Project-MONAI / MONAI

AI Toolkit for Healthcare Imaging
https://monai.io/
Apache License 2.0
5.76k stars 1.06k forks source link

Standardize the way of getting model weights from Trainer #5371

Open holgerroth opened 1 year ago

holgerroth commented 1 year ago

Is your feature request related to a problem? Please describe. Certain trainers, like GanTrainer use several models, while the standard SupervisedTrainer only uses one model.

Describe the solution you'd like There should be a standardized API (e.g., get_weights/model_states) that returns all model parameters. This would be useful to allow integration with other components, like MonaiAlgo for federated learning.

Having a standardized API would allow MonaiAlgo to easily support bundles that use Trainers other than SupervisedTrainer, e.g. mednist_gan.

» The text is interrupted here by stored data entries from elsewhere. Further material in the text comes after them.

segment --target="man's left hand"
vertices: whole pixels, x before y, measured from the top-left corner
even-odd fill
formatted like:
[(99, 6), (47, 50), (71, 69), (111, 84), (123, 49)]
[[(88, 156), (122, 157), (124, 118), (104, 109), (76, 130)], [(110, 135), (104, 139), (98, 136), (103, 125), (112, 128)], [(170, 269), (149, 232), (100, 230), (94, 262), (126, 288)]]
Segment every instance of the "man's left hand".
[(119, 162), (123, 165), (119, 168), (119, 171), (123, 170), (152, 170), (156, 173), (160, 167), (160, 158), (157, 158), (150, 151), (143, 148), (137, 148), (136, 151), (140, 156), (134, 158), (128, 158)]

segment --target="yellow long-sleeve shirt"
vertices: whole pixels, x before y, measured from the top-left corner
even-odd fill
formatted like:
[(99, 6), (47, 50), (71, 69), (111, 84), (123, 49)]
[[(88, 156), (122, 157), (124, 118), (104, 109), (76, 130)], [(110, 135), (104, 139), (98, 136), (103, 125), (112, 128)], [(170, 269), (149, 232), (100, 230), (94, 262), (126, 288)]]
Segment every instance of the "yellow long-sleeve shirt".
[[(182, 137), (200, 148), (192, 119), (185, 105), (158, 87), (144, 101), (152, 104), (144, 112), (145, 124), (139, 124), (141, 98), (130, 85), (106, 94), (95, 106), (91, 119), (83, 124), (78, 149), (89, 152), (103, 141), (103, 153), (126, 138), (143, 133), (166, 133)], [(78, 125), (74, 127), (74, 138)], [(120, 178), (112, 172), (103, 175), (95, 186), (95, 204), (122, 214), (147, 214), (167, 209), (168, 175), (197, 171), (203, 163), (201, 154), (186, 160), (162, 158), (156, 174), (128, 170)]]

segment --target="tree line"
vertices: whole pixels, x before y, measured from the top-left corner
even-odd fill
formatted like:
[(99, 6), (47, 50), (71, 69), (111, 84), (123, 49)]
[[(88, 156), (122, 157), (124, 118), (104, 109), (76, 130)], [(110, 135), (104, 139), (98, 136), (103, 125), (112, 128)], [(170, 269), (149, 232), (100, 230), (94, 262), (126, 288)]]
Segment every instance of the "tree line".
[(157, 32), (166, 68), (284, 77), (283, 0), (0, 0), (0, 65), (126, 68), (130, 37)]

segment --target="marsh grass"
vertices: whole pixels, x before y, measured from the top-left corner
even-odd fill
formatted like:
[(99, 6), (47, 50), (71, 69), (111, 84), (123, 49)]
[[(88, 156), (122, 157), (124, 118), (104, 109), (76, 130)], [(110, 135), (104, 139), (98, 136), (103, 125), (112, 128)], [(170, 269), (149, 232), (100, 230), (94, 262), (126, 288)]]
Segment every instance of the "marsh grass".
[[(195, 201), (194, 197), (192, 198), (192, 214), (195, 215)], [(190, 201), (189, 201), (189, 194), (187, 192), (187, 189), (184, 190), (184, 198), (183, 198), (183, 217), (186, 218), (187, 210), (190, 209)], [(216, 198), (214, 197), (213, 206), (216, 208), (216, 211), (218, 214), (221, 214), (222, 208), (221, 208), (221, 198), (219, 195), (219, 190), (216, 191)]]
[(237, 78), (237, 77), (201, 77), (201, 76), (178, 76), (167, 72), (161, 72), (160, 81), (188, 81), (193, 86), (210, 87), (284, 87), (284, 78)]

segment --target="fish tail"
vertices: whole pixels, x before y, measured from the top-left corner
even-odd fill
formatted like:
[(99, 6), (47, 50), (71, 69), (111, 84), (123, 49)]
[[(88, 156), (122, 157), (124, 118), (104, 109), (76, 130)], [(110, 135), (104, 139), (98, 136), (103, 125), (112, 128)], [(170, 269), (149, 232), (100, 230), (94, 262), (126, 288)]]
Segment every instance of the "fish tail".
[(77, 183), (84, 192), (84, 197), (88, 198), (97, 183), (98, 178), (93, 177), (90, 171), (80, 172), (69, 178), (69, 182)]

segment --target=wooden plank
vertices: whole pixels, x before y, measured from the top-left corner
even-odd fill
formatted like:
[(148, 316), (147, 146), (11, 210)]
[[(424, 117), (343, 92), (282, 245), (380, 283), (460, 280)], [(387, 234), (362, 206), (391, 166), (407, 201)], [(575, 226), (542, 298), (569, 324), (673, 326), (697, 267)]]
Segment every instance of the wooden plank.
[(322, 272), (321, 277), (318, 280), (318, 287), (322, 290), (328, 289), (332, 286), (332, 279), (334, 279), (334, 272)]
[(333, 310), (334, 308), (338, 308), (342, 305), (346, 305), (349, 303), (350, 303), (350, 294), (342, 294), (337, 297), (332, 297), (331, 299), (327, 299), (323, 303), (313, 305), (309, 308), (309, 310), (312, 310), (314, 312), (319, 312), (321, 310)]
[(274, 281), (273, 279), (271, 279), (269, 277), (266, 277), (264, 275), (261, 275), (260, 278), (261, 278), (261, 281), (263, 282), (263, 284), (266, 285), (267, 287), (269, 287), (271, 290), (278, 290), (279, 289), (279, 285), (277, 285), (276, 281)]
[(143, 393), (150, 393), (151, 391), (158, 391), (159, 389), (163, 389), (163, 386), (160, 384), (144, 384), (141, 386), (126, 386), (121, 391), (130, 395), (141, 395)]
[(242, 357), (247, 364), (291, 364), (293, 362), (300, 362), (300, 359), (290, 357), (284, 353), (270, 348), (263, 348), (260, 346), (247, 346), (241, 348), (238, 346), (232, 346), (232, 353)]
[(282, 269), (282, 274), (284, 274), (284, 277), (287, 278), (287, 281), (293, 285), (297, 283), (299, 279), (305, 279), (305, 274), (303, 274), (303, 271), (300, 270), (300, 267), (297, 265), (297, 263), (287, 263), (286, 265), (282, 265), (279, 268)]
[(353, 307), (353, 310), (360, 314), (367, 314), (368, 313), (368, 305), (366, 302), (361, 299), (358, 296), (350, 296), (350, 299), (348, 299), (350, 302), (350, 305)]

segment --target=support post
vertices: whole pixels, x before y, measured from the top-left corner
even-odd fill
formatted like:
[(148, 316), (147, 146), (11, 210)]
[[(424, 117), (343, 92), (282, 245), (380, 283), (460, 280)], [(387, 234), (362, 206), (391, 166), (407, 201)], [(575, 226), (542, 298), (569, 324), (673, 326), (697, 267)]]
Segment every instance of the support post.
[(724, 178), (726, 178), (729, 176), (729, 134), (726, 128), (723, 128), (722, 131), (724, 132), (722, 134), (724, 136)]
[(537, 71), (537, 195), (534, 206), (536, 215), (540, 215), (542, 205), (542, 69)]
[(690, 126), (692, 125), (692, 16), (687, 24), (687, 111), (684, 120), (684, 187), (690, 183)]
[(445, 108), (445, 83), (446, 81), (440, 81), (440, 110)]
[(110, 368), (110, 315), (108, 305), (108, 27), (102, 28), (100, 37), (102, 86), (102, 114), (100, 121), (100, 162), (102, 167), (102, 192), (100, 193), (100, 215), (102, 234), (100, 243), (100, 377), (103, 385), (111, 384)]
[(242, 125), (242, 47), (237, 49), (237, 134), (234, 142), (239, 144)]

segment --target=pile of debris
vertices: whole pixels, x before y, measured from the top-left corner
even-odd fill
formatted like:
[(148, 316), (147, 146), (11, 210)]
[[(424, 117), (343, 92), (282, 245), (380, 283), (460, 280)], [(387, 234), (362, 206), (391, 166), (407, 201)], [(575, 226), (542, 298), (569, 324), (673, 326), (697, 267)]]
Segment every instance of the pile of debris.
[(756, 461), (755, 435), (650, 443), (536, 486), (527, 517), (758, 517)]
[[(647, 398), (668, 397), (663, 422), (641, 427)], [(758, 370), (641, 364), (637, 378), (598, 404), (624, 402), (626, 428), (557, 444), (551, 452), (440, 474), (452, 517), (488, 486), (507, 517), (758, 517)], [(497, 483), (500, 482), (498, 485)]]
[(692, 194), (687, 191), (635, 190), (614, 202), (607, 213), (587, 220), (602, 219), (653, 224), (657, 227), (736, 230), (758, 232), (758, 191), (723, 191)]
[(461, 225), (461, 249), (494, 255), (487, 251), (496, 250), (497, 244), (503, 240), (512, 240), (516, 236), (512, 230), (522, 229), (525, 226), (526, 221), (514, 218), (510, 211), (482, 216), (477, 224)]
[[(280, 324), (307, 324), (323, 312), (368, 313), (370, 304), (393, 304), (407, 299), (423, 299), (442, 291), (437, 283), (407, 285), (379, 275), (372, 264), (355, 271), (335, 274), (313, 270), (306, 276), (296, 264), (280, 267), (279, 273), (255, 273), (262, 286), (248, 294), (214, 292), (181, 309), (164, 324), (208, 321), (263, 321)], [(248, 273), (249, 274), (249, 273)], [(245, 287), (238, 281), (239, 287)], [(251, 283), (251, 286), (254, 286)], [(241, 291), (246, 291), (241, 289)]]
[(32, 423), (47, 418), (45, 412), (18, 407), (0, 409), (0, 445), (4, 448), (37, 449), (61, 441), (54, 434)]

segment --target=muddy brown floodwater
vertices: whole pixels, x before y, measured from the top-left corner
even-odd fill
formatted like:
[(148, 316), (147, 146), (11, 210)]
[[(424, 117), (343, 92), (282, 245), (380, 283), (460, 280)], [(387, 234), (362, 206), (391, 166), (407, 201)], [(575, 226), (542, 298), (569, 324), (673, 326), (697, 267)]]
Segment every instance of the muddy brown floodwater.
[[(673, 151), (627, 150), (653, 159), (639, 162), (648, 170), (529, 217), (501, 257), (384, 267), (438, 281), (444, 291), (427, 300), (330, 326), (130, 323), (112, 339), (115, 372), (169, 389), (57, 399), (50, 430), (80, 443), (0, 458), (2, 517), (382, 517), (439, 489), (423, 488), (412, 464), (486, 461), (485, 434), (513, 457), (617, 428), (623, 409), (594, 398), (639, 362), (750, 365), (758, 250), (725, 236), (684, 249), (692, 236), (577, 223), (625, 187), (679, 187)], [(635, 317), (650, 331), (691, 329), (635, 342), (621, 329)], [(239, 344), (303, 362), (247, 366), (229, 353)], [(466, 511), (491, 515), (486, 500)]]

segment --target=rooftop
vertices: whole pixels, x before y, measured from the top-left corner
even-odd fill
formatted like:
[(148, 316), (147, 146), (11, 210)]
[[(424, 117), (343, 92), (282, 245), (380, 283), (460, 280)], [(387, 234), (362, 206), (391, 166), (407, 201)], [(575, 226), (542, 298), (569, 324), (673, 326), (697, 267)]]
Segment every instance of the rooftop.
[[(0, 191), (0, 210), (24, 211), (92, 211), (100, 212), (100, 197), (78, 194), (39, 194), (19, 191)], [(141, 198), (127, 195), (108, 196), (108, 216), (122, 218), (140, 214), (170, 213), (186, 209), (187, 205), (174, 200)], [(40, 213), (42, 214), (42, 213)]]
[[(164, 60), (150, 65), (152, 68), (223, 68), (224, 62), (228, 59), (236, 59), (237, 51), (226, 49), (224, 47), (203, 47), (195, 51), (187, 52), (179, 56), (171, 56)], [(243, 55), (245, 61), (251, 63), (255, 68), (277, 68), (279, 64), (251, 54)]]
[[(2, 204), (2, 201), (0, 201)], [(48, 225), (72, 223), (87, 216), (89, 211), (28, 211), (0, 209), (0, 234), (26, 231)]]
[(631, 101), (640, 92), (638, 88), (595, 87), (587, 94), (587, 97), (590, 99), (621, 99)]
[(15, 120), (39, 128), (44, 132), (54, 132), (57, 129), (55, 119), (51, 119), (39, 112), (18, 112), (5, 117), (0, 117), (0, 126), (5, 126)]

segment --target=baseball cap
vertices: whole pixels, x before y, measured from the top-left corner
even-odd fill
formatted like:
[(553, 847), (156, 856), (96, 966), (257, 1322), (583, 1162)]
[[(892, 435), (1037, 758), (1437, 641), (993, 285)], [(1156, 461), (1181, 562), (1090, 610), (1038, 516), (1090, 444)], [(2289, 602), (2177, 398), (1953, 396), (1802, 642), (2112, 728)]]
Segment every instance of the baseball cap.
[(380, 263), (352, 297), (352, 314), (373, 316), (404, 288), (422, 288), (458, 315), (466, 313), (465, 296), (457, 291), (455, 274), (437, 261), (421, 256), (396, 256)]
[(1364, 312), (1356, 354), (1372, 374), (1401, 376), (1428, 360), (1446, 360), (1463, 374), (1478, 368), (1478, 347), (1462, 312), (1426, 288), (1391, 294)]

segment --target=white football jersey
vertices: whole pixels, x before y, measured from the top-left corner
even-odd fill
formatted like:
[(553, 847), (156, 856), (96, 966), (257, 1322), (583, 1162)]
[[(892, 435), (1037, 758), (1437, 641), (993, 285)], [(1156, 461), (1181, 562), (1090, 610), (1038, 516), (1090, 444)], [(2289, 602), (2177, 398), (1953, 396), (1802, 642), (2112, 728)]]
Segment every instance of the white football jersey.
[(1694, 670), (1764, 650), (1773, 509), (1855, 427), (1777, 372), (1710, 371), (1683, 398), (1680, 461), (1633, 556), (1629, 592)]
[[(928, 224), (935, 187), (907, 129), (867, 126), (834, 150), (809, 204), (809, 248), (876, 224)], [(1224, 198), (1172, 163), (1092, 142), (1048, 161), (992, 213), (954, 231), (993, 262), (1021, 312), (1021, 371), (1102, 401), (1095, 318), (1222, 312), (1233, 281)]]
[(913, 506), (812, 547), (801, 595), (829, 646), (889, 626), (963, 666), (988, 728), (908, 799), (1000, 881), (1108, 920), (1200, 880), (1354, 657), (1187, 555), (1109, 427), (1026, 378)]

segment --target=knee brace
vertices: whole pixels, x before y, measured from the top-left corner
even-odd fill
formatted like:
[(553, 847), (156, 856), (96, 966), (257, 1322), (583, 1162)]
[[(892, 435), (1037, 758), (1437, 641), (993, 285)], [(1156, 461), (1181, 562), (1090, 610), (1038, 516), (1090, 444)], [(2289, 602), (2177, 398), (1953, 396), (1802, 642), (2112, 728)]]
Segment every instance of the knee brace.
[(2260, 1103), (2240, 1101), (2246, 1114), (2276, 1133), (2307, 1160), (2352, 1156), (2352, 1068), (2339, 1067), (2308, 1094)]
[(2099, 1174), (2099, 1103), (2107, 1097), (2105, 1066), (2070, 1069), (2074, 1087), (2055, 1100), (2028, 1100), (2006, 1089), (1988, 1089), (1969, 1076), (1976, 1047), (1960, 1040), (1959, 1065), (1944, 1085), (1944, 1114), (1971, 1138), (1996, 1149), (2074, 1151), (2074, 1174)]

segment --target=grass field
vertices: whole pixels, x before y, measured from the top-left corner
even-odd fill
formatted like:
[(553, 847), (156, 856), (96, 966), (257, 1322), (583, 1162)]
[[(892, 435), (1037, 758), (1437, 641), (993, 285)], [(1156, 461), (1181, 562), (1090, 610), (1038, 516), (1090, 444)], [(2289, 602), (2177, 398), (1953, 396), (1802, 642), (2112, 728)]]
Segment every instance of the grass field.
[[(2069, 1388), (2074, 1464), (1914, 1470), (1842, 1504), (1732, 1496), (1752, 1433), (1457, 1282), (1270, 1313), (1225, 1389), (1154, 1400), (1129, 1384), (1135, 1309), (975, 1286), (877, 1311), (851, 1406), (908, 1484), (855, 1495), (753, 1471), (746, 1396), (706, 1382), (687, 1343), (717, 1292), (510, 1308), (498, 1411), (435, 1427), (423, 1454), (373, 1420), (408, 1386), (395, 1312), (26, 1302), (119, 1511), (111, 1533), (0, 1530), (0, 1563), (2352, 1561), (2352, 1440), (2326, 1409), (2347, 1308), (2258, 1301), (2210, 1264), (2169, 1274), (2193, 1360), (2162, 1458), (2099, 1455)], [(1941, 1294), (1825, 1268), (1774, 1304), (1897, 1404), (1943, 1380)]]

Describe alternatives you've considered n/a

Additional context n/a

Nic-Ma commented 1 year ago

Hi @vfdev-5 ,

Do you have any similar feature requirements in the ignite workflows? Engine users may want to get model weights when received some event.

Thanks in advance.

vfdev-5 commented 1 year ago

@Nic-Ma in case of ignite, model registration into state can be done manually if model instance is not present in the same scope:

trainer = Engine(train_step)

trainer.state.model = model

# Somewhere else we define a handler that is attached to the engine:

def my_handler(trainer):
    model = trainer.state.model
    # ...

On the other hand, handlers (as classes that are using explicitly model etc) can define themselves with model, e.g. Checkpoint({"model1": model1, "model2": model2}, "temp")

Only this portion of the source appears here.